The casino markets heavily dependent upon Texas gamblers — Shreveport-Bossier City and Lake Charles — recorded big months, despite high fuel prices that have been blamed for slumping nationwide gambling revenue.

The three riverboats in Lake Charles, along with the Delta Downs casino at Vinton, won $60.6 million, up from $58.6 million in July 2007. The five boats in Shreveport-Bossier City, along with the Louisiana Downs casino, took in $79.4 million, up from $76.2 million in July 2007.

In the New Orleans market, which includes the downtown casino, the two riverboats won $24.9 million and the Fair Grounds tossed in another $2.5 million for a total of $59.5 million. Gamblers lost $59.8 million in that market in July 2007.

The two riverboats in Baton Rouge won $18.5 million last month, a drop from $20.1 million in July 2007.

The Amelia Belle riverboat near Morgan City won $4.6 million last month, virtually unchanged from July 2007.

The Evangeline Downs track casino at Opelousas won $9 million last month, compared with $9.1 million in July 2007.

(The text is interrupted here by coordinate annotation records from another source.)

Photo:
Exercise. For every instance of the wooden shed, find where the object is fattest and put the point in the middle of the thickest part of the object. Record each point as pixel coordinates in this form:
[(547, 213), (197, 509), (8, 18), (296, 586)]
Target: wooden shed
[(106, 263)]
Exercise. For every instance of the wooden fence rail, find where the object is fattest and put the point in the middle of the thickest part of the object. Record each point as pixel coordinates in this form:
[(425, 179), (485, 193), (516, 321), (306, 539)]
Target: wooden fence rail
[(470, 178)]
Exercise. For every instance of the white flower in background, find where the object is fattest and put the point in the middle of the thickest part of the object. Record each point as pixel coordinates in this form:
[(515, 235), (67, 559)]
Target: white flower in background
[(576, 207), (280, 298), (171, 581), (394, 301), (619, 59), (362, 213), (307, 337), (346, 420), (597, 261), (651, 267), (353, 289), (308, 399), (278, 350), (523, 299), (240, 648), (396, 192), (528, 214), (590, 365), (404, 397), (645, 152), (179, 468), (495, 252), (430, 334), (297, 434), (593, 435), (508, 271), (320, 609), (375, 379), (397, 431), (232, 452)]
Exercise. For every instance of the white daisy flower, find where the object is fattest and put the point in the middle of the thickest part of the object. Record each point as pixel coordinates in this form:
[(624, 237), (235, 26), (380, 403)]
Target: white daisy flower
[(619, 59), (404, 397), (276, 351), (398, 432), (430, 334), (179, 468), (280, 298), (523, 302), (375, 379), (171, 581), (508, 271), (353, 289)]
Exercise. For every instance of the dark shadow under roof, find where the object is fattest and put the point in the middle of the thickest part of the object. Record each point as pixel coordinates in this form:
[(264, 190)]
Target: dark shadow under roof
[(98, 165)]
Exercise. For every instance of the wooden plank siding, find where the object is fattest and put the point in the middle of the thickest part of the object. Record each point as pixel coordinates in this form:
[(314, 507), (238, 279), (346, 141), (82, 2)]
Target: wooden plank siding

In neighboring Mississippi, the state-licensed casinos won $249.3 million in July, down from $267.7 million in July 2007, the State Tax Commission said. Mississippi casinos along the coast have faced increasing competition from Indian reservation casinos in Florida, compounded by high gasoline prices, analysts have said.

Neither state’s figures include Indian reservation casinos, which are not required to report their revenue to the public.